Inference for Regression Slopes¶
Sampling Distributions for Sample Slopes¶
Population Least-Squares Regression Line¶
Theoretical, best-fitting straight line that described the true linear relationship between two variables for an entire population
\(\hat{y} = \alpha + \beta x\)
- \(\hat{y}\): predicted response
- \(\alpha\): population \(\hat{y}\)-intercept
- \(\beta\): population slope
Least-squares indicate that the sum of squared residuals are minimized
Sample Least-Squares Regression Line¶
The line of best fit for a set of data points that minimize the sum of squared residuals
\(\hat{y} = a+bx\)
- Different samples produce different sample least-square regression lines. These all have different sample sloped \(b\). This means \(b\) has a sampling distribution.
Mean and Standard Deviation of Sampling Distribution for Sample Slopes¶
For the sample slopes \(b\):
- \(\mu = \beta\)
- \(\sigma = \dfrac{\sigma}{\sigma_x \sqrt{n}}\)
- \(n\): sample size
- \(\sigma\): \(\sigma\) of all population residuals
- \(\sigma_x = \sqrt{\dfrac{\sum (x_i - \overline{x})^2}{n}}\): \(\sigma\) of the \(x\)-values only
- \(\dfrac{\sigma}{\sigma_x \sqrt{n}}\) is unknown in practice and must be estimated from the sample (standard error)
- \(s_b = \dfrac{s}{s_x \sqrt{n-1}}\): the standard error of sample slopes
- \(s = \sqrt{\dfrac{\sum (y_i - \hat{y_i})^2}{n-2}}\)
- Divided by \(n-2\) as two parameters, \(\alpha\) and \(\beta\), are estimated
- \(s_x = \sqrt{\dfrac{\sum (x_i - \overline{x})^2}{n-1}}\)

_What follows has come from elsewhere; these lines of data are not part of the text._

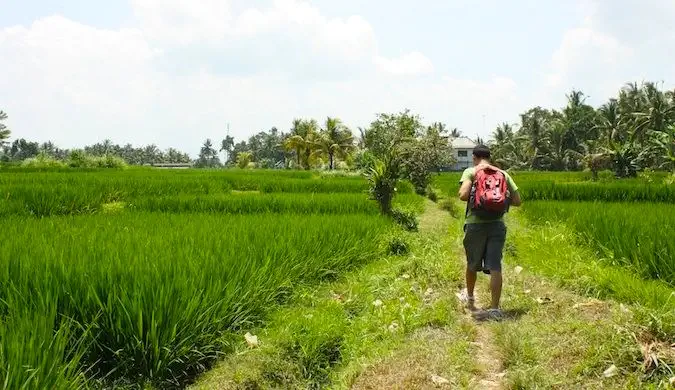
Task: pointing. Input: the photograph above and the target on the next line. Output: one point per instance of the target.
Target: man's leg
(495, 288)
(475, 239)
(471, 277)
(493, 260)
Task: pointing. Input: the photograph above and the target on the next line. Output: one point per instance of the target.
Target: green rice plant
(158, 291)
(37, 349)
(618, 191)
(253, 203)
(630, 234)
(75, 192)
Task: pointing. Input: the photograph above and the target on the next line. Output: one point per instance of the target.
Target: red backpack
(488, 194)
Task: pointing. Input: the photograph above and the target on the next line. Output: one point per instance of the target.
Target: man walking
(484, 228)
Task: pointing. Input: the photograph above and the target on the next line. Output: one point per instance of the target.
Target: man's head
(481, 153)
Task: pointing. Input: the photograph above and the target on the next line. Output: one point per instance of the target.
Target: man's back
(470, 174)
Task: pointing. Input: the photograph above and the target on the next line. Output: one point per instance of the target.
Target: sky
(175, 72)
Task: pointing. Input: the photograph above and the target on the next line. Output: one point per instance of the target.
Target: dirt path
(401, 326)
(551, 338)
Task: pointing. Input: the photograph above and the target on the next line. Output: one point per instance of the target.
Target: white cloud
(76, 84)
(615, 42)
(179, 22)
(413, 63)
(584, 53)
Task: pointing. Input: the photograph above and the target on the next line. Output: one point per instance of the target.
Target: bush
(80, 159)
(407, 219)
(243, 159)
(397, 246)
(43, 161)
(451, 207)
(383, 178)
(432, 195)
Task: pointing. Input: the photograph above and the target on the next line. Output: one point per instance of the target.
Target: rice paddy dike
(141, 276)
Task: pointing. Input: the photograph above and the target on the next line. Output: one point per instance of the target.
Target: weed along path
(396, 324)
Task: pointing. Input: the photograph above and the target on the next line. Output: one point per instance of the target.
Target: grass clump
(635, 235)
(154, 313)
(552, 250)
(406, 219)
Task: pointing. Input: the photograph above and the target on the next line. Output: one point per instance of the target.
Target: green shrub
(636, 235)
(406, 219)
(159, 290)
(432, 195)
(452, 207)
(43, 160)
(397, 246)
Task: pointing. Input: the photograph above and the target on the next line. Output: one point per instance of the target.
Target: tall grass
(619, 191)
(635, 235)
(158, 291)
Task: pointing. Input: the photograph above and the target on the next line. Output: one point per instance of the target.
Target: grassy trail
(396, 324)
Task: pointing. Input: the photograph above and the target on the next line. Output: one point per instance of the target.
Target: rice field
(630, 222)
(636, 235)
(144, 277)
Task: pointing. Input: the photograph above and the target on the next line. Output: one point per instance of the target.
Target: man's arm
(465, 187)
(515, 199)
(465, 190)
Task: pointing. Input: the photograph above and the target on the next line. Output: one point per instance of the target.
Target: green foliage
(43, 161)
(397, 245)
(4, 131)
(389, 131)
(616, 191)
(383, 178)
(451, 207)
(156, 314)
(314, 343)
(243, 159)
(432, 195)
(635, 235)
(208, 156)
(80, 159)
(627, 134)
(405, 218)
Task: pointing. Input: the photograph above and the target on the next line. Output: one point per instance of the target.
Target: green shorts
(483, 244)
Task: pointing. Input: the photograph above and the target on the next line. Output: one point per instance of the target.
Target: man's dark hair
(481, 151)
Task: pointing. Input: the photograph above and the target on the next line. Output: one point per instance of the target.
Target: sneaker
(494, 314)
(469, 301)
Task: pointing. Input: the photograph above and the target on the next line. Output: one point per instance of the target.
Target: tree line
(629, 133)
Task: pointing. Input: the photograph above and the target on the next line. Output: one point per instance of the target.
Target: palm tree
(335, 140)
(303, 140)
(4, 131)
(226, 146)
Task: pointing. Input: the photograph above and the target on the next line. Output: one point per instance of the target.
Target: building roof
(462, 143)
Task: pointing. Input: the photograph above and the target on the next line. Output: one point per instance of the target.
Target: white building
(462, 149)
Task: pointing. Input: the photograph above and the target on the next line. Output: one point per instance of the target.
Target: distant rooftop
(462, 143)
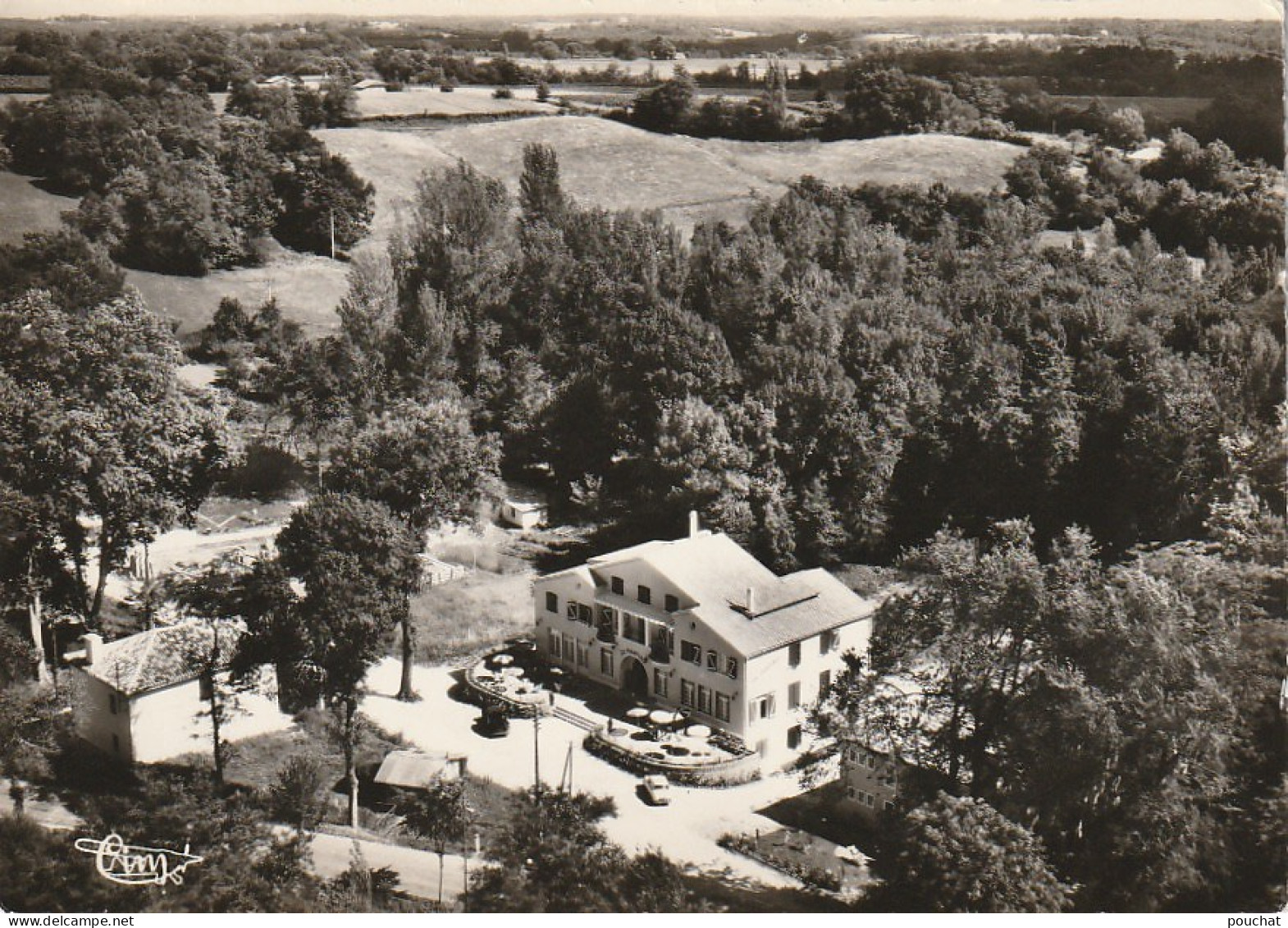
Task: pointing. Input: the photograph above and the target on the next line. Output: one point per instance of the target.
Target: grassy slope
(308, 289)
(422, 101)
(25, 208)
(307, 286)
(605, 164)
(614, 165)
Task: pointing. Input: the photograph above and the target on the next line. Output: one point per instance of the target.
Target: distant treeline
(169, 185)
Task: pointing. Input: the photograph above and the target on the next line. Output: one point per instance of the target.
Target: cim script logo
(131, 865)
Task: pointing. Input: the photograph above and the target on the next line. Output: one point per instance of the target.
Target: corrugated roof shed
(416, 770)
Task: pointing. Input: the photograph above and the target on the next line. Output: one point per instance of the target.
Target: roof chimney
(93, 642)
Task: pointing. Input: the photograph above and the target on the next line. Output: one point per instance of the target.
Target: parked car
(657, 789)
(494, 722)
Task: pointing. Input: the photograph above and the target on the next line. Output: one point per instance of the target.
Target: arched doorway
(634, 679)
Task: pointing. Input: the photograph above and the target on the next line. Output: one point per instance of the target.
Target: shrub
(266, 473)
(299, 794)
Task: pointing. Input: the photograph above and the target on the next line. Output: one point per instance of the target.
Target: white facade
(137, 702)
(670, 623)
(523, 514)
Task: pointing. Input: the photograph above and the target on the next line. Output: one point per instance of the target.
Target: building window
(687, 691)
(633, 628)
(826, 642)
(763, 706)
(721, 706)
(605, 628)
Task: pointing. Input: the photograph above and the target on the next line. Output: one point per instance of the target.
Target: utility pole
(536, 752)
(566, 780)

Sampling Distributions for Standardized Sample Slopes¶
- \(t = \dfrac{b - \beta}{s_b}\): standardized sample slope
- \(t\)-distribution with \(dof=n-2\)
Hypothesis Tests for Slopes of Regression Lines¶
Conditions for A t-Test for A Slope¶
- Relationship between \(x\) and \(y\) is linear
- \(\sigma_y\) cannot vary with \(x\)
- Residuals are independent
- Data is collected by random sampling/assignment
- If sampling without replacement, \(n < 0.1N\)
- For a given value of \(x\), \(y\)-values follow an approximate normal distribution
- If \(n<30\), \(y\)-values distribution have no strong skew and no outliers
Computer Output Table¶
| Predictor | Coef | SE Coef | T | P |
|---|---|---|---|---|
| Constant | \(a\) | |||
| \(x\)-variable | \(b\) | \(s_b\) | ||